Несколько мгновений за дверью штаба было молчание. Затем послышался глуховатый голос Мазурина:
— Приказы из Центра получены. Как будто все на местах. Надо заготовить транспорт. Как у тебя с транспортом, Стакун?
Голос Стакуна ответил:
— Автомобилей хватит. С завода Нобеля взяли мы, и другие. Мы даже в Смольный передали несколько машин.
Дверь отворилась. Высокая фигура Мазурина показалась в синем дыму. Мазурин заметил Рышку и сурово посмотрел на него.
— Ты что тут делаешь? — строго спросил он.
Рышка посмотрел на него умоляюще. Губы тихо шевелились, рука перебирала бороденку.
— Все томишься? — мягко спросил Мазурин, — да ведь теперь уже началось. Завтра в бою будем, не боишься?
Рышка даже не улыбнулся. Вопрос был ненужный. Все запеклось в нем. Удариться бы ему, Рышке, обо что-нибудь твердое, разорвался бы он как бомба.
Они прошли к себе.
— Из деревни как, пишут? — небрежно спросил Мазурин, искоса поглядывая на Рышку. — Про мир, небось, про землю?
Рышка смотрел, не отвечая. В глазах было ожидание. Он знал, что Мазурин не любит шутить такими вещами. А Мазурин достал из кармана полевую книжку, служившую ему бумажником, и развернул тоненький листок. Он читал медленно, вполголоса:
— К рабочим, крестьянам и солдатам.
«…Товарищи! посмотрите кругом себя, что делается в деревне, что делается в армии, и вы увидите, что крестьяне и солдаты терпеть дальше не могут. По всей России разливается широкой рекой
«…Крестьяне терпеть не могут. Керенский посылает
(Рышка быстро закивал, глаза у него загорелись.)
…Ни рабочие в городах, ни солдаты на фронте не могут терпеть этого военного подавления справедливой борьбы крестьян за землю.

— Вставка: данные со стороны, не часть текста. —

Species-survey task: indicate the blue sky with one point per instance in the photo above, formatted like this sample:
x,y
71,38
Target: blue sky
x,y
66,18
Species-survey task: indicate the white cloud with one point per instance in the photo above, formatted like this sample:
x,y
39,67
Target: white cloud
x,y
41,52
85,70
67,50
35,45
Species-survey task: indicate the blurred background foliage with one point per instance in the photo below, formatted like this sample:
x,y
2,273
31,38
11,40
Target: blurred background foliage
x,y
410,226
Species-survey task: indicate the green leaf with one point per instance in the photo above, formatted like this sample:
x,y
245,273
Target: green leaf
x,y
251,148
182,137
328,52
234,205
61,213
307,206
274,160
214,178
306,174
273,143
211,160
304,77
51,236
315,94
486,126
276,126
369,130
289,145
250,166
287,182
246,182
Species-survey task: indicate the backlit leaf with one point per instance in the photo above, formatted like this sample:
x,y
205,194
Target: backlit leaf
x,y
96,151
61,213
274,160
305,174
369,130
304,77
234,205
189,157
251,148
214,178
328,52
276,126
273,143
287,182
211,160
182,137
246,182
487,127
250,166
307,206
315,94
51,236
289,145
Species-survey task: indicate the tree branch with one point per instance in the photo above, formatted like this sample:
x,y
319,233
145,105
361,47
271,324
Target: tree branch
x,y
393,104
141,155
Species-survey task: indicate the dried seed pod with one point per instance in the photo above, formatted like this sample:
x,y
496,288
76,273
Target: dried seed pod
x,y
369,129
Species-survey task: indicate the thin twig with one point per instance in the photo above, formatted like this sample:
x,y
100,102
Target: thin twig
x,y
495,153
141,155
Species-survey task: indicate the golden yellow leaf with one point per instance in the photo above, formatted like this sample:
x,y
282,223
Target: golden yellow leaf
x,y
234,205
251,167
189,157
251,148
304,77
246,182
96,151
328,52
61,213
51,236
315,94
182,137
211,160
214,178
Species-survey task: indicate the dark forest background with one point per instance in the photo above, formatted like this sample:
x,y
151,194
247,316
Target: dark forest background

…Товарищи! Знайте, что Керенский ведет опять переговоры с корниловскими генералами и офицерами, чтобы
…Идите же все по казармам, идите в казачьи части, идите к трудящимся и разъясняйте народу
Если власть будет у Советов, то не позже 25 октября (если 20 октября будет съезд советов)
…Если власть будет у Советов, то
Рышка ни разу не прерывал чтения. Он следил за листком, за руками Мазурина. Когда Мазурин бережно сложил листок и хотел его спрятать, лицо Рышки выразило глубокое страдание. Он моляще посмотрел на Мазурина.
— Дай, — глухо сказал Рышка, — дай ради христа.
Мазурин отрицательно качнул головой.
— Мне самому нужно, — сказал он, но, взглянув на Рышку, протянул ему листок.
— Возьми, — сказал он, — возьми.
Рышка протянул дрожащие пальцы, и губы у него дрожали.
— Ну, вот, — с трудом прошептал Рышка, — ну, вот.
И, глядя на Мазурина, сказал ясным голосом:
— Завтра, что ли? Без обмана завтра? Двадцать, значит, пятого октября?
Спрятав листок на грудь, он спросил топотом:
— Писал Ленин? Владимир Ильич? То-то же. Разве я его слова не узнаю?
Он методически готовил свой взвод. На руках его был план, он выучил его наизусть и толстыми кружками обозначил важнейшие здания, которые должна была в первую очередь захватить Красная Гвардия. Рышка вычистил свою винтовку и проверил винтовки своих людей. Из склада вынес цинковые коробки с патронами, заботливо проверял, умеют ли красногвардейцы ставить курки на предохранительный взвод.
Днем приходили руководители штаба с хмурыми лицами, тихо отдавали приказания. И один за другим уходили отряды в распоряжение Военно-Революционного комитета. У красногвардейцев были серьезные лица. Радостное напряжение и готовность были в них. Они уходили ровным, крепким шагом, их грозное боевое настроение передавалось в рядах — никто не отставал. Рышка томился, кипел нетерпением.
Прибежал сияющий Мазурин, тяжело дышал.
— «Аврора» на Неве, — закричал он, — матросы высадили десант!
Он весело кивнул Рышке.
— Готовы твои? — спросил он. — Сейчас выступаем — только в штаб сбегаю.
— Ребята, — звенящим голосом сказал Рышка, — товарищи, Красная наша гвардия! Смотрите же! Назад не идти, стрелять метко! Свой у нас бой, за народ наш! Стройся!
Он весь горел. Лицо его светилось. Никогда еще в своей бедной жизни не чувствовал себя Рышка таким счастливым, так высоко поднятым.
Он рвался вперед, с трудом дождался, пока вышел Мазурин. Красногвардейцы шли ходко, равнялись в рядах.